Was das für Auswirkungen hat, zeigen etwa die Modellierungen der Nullgradgrenze im Winter: Um 1900 lag sie noch auf der Höhe von Zürich. «In einer 3-Grad-Welt hingegen liegt die Nullgradgrenze im Winter dann auf der Höhe von Andermatt», sagt Regula Mülchi von MeteoSchweiz. Das wäre ein Anstieg von 1 Kilometer. Für die Gletscher, die Natur und die Schweizer Skigebiete hätte das enorme Auswirkungen.

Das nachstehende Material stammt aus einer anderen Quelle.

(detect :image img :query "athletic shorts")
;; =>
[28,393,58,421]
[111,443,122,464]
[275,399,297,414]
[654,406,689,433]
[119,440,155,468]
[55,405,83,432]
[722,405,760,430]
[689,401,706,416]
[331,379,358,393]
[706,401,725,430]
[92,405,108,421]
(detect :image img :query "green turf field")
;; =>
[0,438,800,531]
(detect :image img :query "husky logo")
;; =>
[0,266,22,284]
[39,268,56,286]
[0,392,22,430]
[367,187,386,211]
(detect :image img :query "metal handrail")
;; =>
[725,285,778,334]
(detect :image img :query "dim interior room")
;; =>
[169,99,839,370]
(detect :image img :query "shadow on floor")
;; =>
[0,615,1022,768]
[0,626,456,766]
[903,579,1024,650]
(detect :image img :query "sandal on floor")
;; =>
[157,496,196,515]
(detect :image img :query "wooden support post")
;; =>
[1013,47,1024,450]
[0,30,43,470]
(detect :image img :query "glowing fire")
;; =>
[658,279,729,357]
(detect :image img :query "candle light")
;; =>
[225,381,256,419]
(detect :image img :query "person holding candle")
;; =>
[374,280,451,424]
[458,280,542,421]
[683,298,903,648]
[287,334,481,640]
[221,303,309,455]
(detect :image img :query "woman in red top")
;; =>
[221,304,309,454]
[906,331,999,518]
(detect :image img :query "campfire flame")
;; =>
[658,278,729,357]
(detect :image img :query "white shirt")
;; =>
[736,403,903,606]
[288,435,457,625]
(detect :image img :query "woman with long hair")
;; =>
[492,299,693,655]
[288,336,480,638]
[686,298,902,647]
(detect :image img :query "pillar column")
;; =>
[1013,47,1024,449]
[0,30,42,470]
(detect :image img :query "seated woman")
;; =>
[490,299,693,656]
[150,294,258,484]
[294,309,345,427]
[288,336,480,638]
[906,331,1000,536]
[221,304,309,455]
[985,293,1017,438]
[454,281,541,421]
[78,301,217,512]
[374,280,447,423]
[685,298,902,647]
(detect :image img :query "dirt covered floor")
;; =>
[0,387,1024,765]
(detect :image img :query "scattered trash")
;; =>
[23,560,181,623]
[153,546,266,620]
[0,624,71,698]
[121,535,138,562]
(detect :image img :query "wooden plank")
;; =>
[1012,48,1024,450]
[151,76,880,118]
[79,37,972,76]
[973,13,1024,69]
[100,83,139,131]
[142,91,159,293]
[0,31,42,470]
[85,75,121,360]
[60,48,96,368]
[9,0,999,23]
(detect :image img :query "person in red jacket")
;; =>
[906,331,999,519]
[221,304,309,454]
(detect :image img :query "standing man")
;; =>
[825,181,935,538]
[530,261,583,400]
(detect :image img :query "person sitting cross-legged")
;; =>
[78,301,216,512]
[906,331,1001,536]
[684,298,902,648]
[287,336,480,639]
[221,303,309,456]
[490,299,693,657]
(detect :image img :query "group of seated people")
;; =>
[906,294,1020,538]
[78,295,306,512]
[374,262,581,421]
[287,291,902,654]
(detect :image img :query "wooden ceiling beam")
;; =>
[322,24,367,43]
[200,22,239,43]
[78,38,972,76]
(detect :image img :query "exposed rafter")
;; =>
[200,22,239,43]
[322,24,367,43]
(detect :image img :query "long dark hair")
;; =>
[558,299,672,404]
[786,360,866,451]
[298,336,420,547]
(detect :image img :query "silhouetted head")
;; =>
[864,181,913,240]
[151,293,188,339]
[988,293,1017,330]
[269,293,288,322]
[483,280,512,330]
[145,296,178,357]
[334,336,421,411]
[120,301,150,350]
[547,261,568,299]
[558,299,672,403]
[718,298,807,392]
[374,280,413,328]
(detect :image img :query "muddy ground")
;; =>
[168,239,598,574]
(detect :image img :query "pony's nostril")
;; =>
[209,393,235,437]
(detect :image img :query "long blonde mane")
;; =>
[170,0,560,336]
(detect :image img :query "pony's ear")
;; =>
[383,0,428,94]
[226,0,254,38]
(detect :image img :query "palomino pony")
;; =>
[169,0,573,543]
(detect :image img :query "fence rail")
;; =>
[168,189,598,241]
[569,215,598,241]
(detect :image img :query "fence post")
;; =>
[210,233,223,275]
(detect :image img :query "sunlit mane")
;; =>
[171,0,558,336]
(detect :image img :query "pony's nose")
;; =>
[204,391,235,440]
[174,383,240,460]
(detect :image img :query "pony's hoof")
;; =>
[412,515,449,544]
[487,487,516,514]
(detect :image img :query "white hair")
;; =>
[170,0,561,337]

Eindrücklich sind die Veränderungen auch im Mittelland, insbesondere in den Städten. So zeigen die detaillierten Modellierungen der Forschenden, dass sich die Zahl der Tropennächte zum Beispiel in der Zürcher Innenstadt von bisher etwa 8 pro Jahr verfünffachen würde in einer 3-Grad-Welt.
«Selbst in den grünen Aussenbezirken der Stadt», sagt Forscherin Mülchi, «selbst da läge die Zahl der Nächte, in denen das Thermometer nicht unter 20 Grad fällt, bei durchschnittlich 18 pro Jahr».
«Jedes Zehntelgrad zählt»
Kurz gesagt zeigt der neue Bericht: Alles, was wir in den letzten Jahren erlebt haben – Starkniederschläge, Sommertrockenheit, extreme Hitze und deutlich weniger Schnee – all das wird noch einmal ganz andere Ausmasse annehmen in der Schweiz, wenn es die Menschheit nicht schafft, die Klimaerwärmung deutlich und schnell zu bremsen.
Das mit dem Pariser Klimaabkommen vereinbarte Ziel von maximal 1.5-Grad Erwärmung ist unterdessen kaum mehr einzuhalten. Das sagen die meisten Forschenden heute. «Trotzdem dürfen wir nicht lockerlassen», sagt ETH-Klimawissenschaftler Reto Knutti, «jedes Zehntelgrad Anstieg, das wir vermeiden können, ist wertvoll.»